16. Do you take any kind of supplements to enhance your training?
I try not to get too obsessive about micromanaging what percent of carbohydrates, fats, protein, etc., I take in on a daily bases. I get most of my nutrients from eating the right foods and just take an over-the-counter multi-vitamin in the morning to round out any holes I might have in my diet.

17. Do you run in the winter? If so, how do you keep from slipping on the ice?
Yes, I enjoy running outdoors all year round, including during the winter months. I try to avoid hills that I know will be icy in the winter, but do not mind running in snow that is not too deep. This winter there was more ice than usual so I tried a pair of YakTraks, but wore them out after only two runs. Next winter I might try some shoes that provide better traction rather than adding something to my existing shoes.

18. How many pounds of air are in your bike tires? What happens if you get a flat tire during a race?
The tires I use on my bicycle typically require around 120 psi. I try to race on newer tires and typically carry two spare tubes, an air pump, and two containers of CO2 on my bike in case I get a flat tire. I also put an additional tube and CO2 cartridge in my special needs back that I can pick up at the half way point in the race. Depending which tire blows, front or back, determines how long it takes to change it – front being the easier of the two. In the bigger races if I were to get more than 2-3 flat tires there is a bike repair team that travels along the course that will help with additional tubes as needed. The problem is that you can loose a lot of time waiting for them should you need assistance during the race.

19. What is your seat made of?
The cover of my bicycle seat is leather and it is designed so that the primary area of pressure is on your sit-bones so as to minimize discomfort on the soft tissue areas.

20. Do you talk to God during a race?
I may not talk directly to God during a race, but my faith is part of what caries me through any difficult situation and after 10 hours on the race course things can seem pretty difficult.

21. How do you get time off from your job to attend these events?
Almost all of the races occur during the weekend so they do not typically interfere with my regular work hours. The Boston Marathon is actually the only race so far that I will have completed in that is held on a weekday and my employer has graciously allowed me to flex my schedule to attend this race.

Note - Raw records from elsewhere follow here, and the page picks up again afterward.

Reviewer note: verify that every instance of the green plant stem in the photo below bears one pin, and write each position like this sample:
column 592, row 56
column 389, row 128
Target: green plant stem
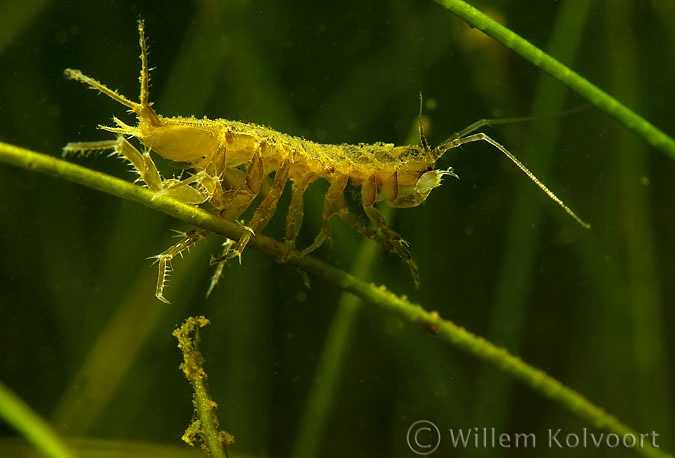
column 206, row 428
column 31, row 425
column 565, row 75
column 380, row 296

22. Do you have a mentor or someone that you look up to that competes in endurance running events?
No, not really. I get some support from online websites, but this is all pretty much my own beat.

23. How long does it take you to recuperate after a race:
After a marathon, it takes about 1-1.5 weeks to recover to the point of being able to start jogging short distances again. I will do some swimming, ride my bike at a slow pace or do some walking, but typically will do no running at all during that first week or so. After a Full distance triathlon, it takes about a month for me to recover. I may do some slow swimming, ride my bike slowly or walk, but I not do any workouts that are of any significant intensity or duration for about a month.

24. Once you’ve run this marathon, what’s next?
I plan on competing in the Vineman Full Ironman Distance Triathlon in Santa Rosa on July 30.

25. I am also very pleased to have just received sponsorship for the 2011 season by Team Sports Multiplied. They are providing me with a high quality 2XU race uniform, training and recovery clothing.

Background Information:
Stephen Bratton, Ph.D., 44 years old, married to Joymarie Bratton with 5 children (Rachael, Patrick, Michael, Joshua and Daniel). I am employed by the Modoc County Office of Education as a School Psychologist and Program Specialist. My family and I moved to the Alturas area in 2001 when we relocated for my job.